More than a year after the Squamish First Nation revealed plans to build a new neighborhood with up to 6,000 units along False Creek in Vancouver, Sen̓áḵw will finally get to break ground—and will gain an office building, bringing the total number of new towers to 12.
As The Globe and Mail revealed yesterday, Sen̓áḵw, which Squamish Nation members approved in December of 2019, will finally break ground later this year. The $3 billion development will span 11.6 acres and is set to be the largest development in Canada on First Nations land, a fact that also means the project wasn’t subject to Vancouver’s typical regulatory process.
The 12 towers, up from 11, will range in height from 17 to a whopping 59 stories, will bring 6,000 new residential units, most of them market-rate rentals and at least 10 percent designated as condos (possibly much more), to Vancouver, a city in which more (relatively affordable rental) housing is sorely needed. The latest addition to the project is a new office tower, which the Squamish Nation and developer Westbank (the two are co-developing Sen̓áḵw in a 50-50 partnership) anticipate will be filled by the neighborhood’s expected 9,000 new residents.
The buildings themselves, which are being designed by Vancouver’s Revery Architecture, have also undergone something of a major change. When AN first covered the project in 2019, the plan was for the towers to be heavily adorned in jutting balconies and vertical fins, wrapped in concrete embossed with Indigenous art; the most recent renderings depict a more refined and unified design aesthetic, with exterior screens wrapping the balconies to create a sleeker look and the undulating waves of fins slightly toned down. The screens themselves will be decorated with Squamish imagery and serve to reduce incoming sunlight. A gateway welcoming visitors, to be designed by a yet-unchosen Indigenous artist, will also be erected on the Sen̓áḵw side of Vancouver’s Burrard Bridge.

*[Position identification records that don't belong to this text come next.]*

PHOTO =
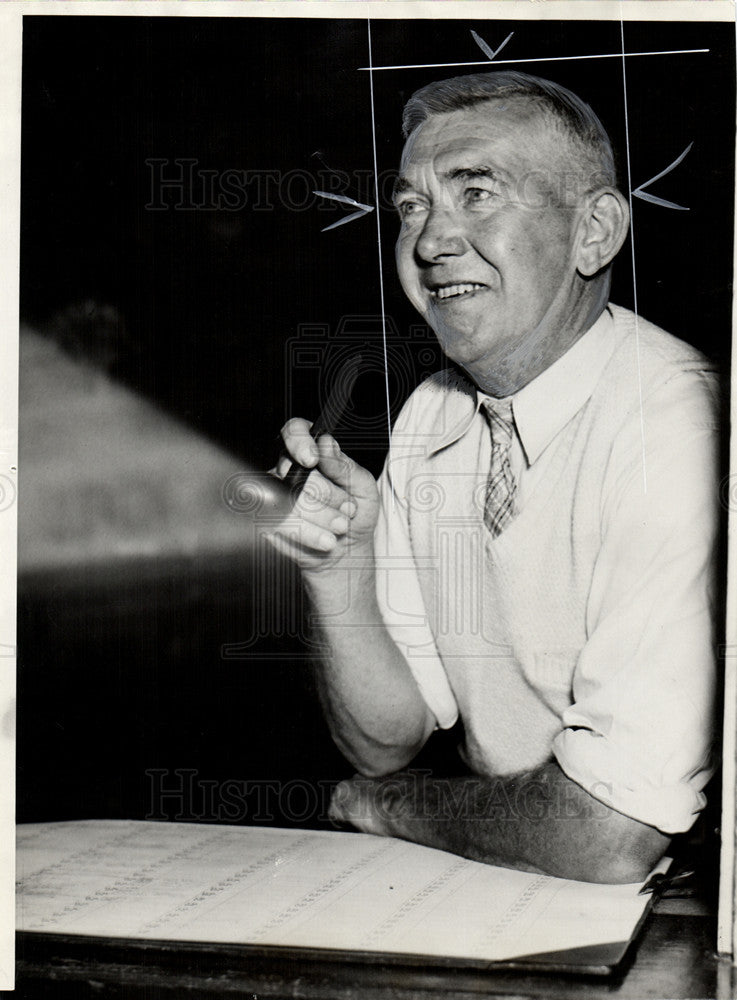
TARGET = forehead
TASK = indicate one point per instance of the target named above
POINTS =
(511, 135)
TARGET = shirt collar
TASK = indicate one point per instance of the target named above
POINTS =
(544, 406)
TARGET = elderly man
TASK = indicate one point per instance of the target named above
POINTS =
(535, 564)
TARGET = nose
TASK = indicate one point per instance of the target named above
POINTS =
(441, 236)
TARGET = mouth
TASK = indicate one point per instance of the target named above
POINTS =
(442, 292)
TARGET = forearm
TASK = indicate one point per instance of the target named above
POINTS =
(373, 706)
(541, 821)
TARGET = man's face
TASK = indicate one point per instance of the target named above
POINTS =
(486, 248)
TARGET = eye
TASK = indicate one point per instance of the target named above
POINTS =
(477, 195)
(409, 207)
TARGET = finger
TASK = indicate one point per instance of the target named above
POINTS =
(299, 442)
(294, 536)
(318, 493)
(344, 472)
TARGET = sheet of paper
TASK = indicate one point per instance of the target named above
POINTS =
(256, 885)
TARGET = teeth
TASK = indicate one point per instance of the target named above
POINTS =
(451, 290)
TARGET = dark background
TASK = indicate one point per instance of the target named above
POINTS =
(203, 310)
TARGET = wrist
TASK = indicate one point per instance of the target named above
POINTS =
(345, 584)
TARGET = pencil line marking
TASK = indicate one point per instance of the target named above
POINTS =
(344, 199)
(632, 244)
(487, 49)
(502, 62)
(378, 241)
(640, 192)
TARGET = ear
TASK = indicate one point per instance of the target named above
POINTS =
(604, 224)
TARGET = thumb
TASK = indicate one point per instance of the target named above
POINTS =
(344, 471)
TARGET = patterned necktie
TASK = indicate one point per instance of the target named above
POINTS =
(500, 486)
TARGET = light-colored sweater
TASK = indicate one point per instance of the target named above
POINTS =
(584, 631)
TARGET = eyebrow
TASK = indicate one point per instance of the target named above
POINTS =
(458, 173)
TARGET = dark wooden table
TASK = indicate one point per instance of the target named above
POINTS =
(673, 958)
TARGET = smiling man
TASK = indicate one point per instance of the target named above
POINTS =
(535, 566)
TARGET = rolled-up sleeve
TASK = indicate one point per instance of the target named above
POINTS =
(639, 735)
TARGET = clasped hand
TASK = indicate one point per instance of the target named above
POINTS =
(336, 511)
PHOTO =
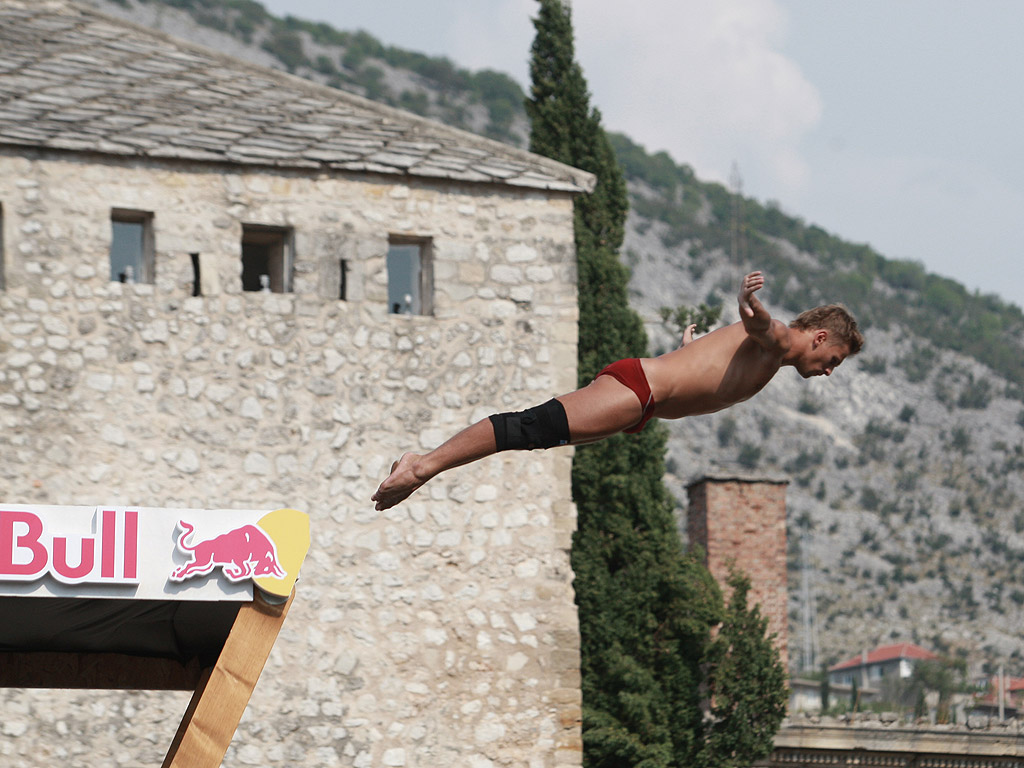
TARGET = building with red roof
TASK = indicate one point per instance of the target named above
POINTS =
(869, 667)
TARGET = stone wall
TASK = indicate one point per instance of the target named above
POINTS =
(441, 632)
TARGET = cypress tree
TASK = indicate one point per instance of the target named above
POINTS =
(645, 609)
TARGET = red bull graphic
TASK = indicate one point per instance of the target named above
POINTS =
(246, 552)
(32, 545)
(151, 553)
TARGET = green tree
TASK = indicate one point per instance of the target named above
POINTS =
(747, 685)
(646, 608)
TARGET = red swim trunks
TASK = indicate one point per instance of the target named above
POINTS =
(630, 373)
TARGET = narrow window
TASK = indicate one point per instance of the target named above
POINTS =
(131, 246)
(3, 266)
(266, 258)
(197, 284)
(410, 276)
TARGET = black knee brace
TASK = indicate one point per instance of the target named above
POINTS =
(542, 426)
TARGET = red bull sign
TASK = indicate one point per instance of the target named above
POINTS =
(150, 553)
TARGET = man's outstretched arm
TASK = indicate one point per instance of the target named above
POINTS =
(759, 325)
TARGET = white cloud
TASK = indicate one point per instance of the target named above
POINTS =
(702, 80)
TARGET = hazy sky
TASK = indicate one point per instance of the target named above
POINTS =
(895, 123)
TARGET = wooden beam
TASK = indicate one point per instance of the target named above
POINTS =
(223, 692)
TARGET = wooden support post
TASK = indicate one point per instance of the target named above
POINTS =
(223, 691)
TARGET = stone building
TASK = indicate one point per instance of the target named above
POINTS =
(224, 287)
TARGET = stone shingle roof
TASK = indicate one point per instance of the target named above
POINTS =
(73, 79)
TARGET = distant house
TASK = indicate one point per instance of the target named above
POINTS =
(868, 668)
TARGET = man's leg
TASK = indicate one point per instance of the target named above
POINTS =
(600, 410)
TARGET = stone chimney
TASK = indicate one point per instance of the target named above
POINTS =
(741, 521)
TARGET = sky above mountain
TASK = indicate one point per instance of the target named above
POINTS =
(895, 124)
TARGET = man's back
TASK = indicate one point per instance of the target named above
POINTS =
(712, 373)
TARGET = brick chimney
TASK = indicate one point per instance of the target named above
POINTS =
(742, 521)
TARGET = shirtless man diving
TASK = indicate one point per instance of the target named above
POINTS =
(726, 367)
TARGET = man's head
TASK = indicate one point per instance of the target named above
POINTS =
(835, 318)
(833, 337)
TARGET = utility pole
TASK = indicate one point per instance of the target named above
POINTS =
(808, 609)
(736, 228)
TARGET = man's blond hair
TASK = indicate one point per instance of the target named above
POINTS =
(835, 318)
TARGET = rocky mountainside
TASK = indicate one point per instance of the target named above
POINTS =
(905, 502)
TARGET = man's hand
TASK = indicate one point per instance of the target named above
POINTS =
(749, 304)
(688, 334)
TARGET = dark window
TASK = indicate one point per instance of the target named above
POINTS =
(131, 246)
(197, 284)
(410, 276)
(266, 258)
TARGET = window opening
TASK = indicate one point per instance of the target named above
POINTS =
(131, 246)
(197, 285)
(410, 276)
(266, 258)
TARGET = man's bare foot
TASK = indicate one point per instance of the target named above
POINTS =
(399, 484)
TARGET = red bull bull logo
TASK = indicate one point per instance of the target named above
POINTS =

According to the Globe and Mail, the 4-million-square-foot project will only occupy about 10 percent of the total site; the designers are, in their own words, trying to reinterpret the (some would say failed) “towers in the park” concept. Rather than blanketing the streets with retail, the towers will all be joined by landscaped plazas and open green spaces, and restaurants, stores, and the 6,000-bike and e-bike garage (car parking will be kept to a minimum and discouraged) will all be located in an underground level accessible via ramp. A future rapid transit terminal that would link bus and light rail service via the bridge connector is also being planned.
As for the neighborhood’s sustainability bona fides, the Squamish Nation is going all in. Aside from the reliance on pedestrian and bike travel, the neighborhood will reportedly run on a new district-wide low-carbon energy generation network, and the developers are looking into using low-carbon cement for the towers’ concrete.